Bird attacks usually consist of swoops, dives and chases by common yard birds,
such as mockingbirds, blackbirds and bluejays...Other forms of attacks include
vocal castigations from perching birds; "mobbing" or ganging-up on the victim,
which crows may do; or intentional defecation or regurgitation on the victim,
which may occur in areas of concentration, such as rookeries.
At first it was just the squawks. So Dave turned the hose on her. She was gone for a few days and then she came back and brought friends, three of them. I tried to ignore her, but today she dove at my head and flapped me with her wings. Can you believe the nerve of the squatting bird? She doesn't even pay rent here. According to the article quoted above, the only thing left for her to do is intentionally defacate or regurgitate on me. This is war. We will see who intentionally defacates on who.


Dave said…

As we were coming inside tonight, it swooshed me. Me and 'ol blue will have to have a Mexican standoff, only we ain't got no 'Mexsicans.

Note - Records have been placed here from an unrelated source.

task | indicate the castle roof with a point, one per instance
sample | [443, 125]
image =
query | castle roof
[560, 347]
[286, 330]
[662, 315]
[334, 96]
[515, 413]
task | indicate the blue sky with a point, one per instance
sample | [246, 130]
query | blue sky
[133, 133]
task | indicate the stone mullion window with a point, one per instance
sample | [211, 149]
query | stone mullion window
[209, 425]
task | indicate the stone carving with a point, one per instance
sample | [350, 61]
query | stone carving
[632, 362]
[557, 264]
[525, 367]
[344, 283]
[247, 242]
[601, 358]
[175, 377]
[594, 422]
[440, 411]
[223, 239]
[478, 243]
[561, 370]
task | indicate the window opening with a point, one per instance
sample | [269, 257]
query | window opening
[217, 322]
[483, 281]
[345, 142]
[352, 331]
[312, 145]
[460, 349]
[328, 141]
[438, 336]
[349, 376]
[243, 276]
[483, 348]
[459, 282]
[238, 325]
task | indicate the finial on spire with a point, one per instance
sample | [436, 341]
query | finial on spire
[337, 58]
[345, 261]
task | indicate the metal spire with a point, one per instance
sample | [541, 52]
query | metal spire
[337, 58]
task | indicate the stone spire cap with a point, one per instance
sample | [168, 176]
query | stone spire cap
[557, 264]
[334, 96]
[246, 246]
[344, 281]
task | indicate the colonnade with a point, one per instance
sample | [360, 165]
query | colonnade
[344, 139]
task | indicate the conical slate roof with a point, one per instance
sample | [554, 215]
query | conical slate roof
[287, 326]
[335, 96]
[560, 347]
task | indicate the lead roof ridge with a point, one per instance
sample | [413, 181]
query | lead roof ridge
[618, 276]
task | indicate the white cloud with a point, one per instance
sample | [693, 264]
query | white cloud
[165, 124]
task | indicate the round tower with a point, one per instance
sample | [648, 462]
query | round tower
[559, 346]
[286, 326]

How do you take your bird, fried or just dead? I want it to go away soon. I was able to get one box of flowers but I will have to take a high power water hose to rescue the other box. Stoopid bird, I would hate to see you go to jail for taking down a flying bird just so you could take a duke on it.
Emily said…
Sounds like the begining of Hitchcock's classic. Just remember to protect your eyes! Zach looks like he is having a blast with his bear. I love the picture of the kids. They are quite the photographers!
Dan said…
The image of a 3 foot long 1x6 came into my mind as the best defense against a bird. Maybe you could drive a nail or two through it to penetrate the feathers...
Amy said…
So I just went out to get the mail, and guess who I met? Your crazy bird. She is seriously mental. She was circling my head and yeling at me. I got kind of scared. We should put up a warning sign or something.
Lisa said…
Misty, you crack me up! I just wanted you to know that. I love your blog!
Amy said…
Umm... yeah I got attacked too. Not really attacked, but mocked by some bird! And I was just getting my mail! tell the dang bird we're just getting the mail when you see it again, thanks!
I'm surprised no one has thought of this already...Scare Crow. Maybe giving the finger or something like that.
Amy said…
Got swooped at again yesterday getting the mail. I had to totally duck out of the way. I hope no one saw 'cause it probably looked really pathetic. But I'm getting really annoyed. If I wasn't also trying to get a sleeping child from the car into the house I would have started pelting rocks at it. It even had the nerve to perch on top of MY roof afterwards and make sure I was going inside. If it keeps this up much longer I think I'll call animal control and demand they take action.